Hence, for LOCF, you can use the following:
pop = read_pumas(pkdata; covariates_direction = :left)along with any other required keyword arguments for column mapping.
Note
The same behavior for covariates_direction applies to time-varying covariates during the interpolation in the ODE solver. They will also be piece-wise constant interpolated following either NOCB or LOCF depending on the covariates_direction value.
8 Categorical Covariates
In some situations, you’ll find yourself with categorical covariates with multiple levels, instead of binary or continuous covariates. Categorical covariates are covariates that can take on a finite number of distinct values.

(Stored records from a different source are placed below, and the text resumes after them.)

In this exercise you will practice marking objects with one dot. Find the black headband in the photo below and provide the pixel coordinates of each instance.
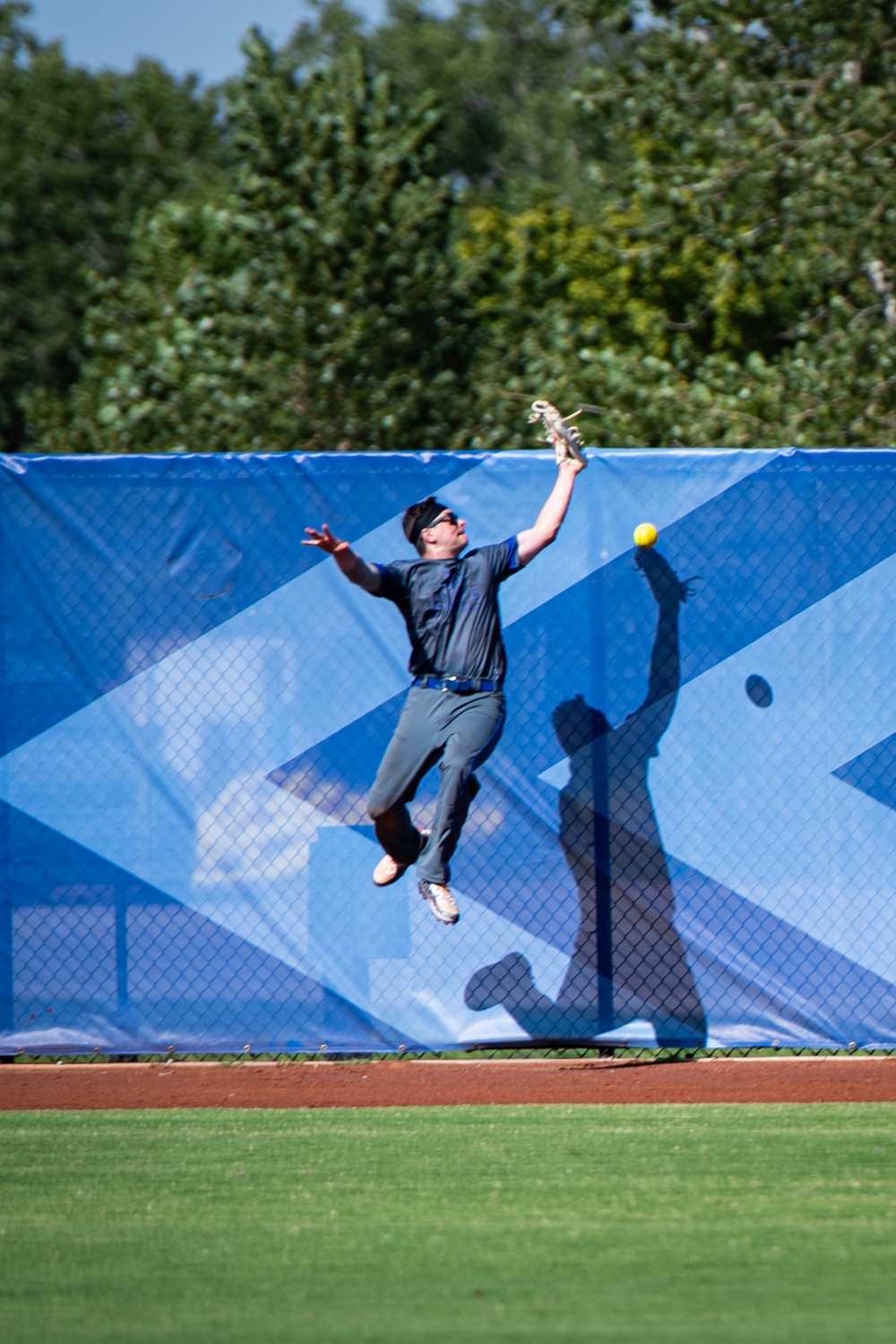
(425, 518)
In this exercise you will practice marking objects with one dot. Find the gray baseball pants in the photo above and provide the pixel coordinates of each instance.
(455, 731)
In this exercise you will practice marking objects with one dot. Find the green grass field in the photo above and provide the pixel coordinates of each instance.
(511, 1223)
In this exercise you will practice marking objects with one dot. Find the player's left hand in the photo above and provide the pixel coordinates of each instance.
(324, 540)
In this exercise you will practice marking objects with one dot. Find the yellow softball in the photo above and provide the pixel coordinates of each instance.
(645, 534)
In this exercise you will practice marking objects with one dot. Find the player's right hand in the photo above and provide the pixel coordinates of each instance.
(324, 539)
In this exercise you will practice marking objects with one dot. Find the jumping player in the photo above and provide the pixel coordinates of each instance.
(454, 709)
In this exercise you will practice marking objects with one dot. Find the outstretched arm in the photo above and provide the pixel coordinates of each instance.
(352, 566)
(552, 513)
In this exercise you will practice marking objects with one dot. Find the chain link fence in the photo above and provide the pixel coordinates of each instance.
(685, 839)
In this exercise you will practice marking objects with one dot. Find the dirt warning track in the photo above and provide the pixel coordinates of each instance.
(444, 1083)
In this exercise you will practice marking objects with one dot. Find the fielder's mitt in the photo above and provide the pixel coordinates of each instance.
(564, 438)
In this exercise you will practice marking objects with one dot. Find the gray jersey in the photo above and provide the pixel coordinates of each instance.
(452, 610)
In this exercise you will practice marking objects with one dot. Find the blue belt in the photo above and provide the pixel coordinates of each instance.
(460, 685)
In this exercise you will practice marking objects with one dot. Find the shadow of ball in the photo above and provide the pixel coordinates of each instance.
(759, 691)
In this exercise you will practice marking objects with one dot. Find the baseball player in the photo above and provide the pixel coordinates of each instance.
(454, 710)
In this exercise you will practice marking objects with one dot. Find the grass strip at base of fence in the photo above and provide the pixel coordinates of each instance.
(438, 1225)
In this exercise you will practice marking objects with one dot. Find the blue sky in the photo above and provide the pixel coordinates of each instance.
(201, 35)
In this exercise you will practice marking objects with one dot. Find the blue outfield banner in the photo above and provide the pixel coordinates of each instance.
(686, 833)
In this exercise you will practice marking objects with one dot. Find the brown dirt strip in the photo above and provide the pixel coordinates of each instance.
(444, 1083)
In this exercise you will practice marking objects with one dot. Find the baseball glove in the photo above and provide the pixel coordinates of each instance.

Pumas can easily address categorical covariates. In the @pre block you can use a nested if ... elseif ... else statement to handle the different categories.
For example:
@pre begin
CL = if RACE == 1
tvcl * (WT / 70)^dwtdcl * exp(η[1]) * drace1dcl
elseif RACE == 2
tvcl * (WT / 70)^dwtdcl * exp(η[1]) * drace2dcl
elseif RACE == 3
tvcl * (WT / 70)^dwtdcl * exp(η[1]) * drace3dcl
end
endHere we are conditioning the clearance (CL) on the RACE covariate by modulating which population-level parameter will be used for the clearance calculation: drace1dcl, drace2dcl, and drace3dcl.
There’s nothing wrong with the code above, but it can be a bit cumbersome to write and read. In order to make it more readable and maintainable, you can use the following example:
@pre begin
raceoncl = race1cl^(race == 1) * race2cl^(race == 2) * race3cl^(race == 3)
CL = tvcl * raceoncl
endHere we are using the ^ operator to raise each race value to the power of the race1cl, race2cl, and race3cl values. If any of the race values is not equal to the race value, the result will be 1, otherwise it will be the respective race1cl, race2cl, or race3cl value.
9 Conclusion
This tutorial shows how to build covariate model in Pumas in a workflow approach. The main purpose was to inform how to:
- parse covariate data into a
Population - add covariate information into a model
We also went over what are the differences between constant and time-varying covariates and how does Pumas deal with missing data inside covariates.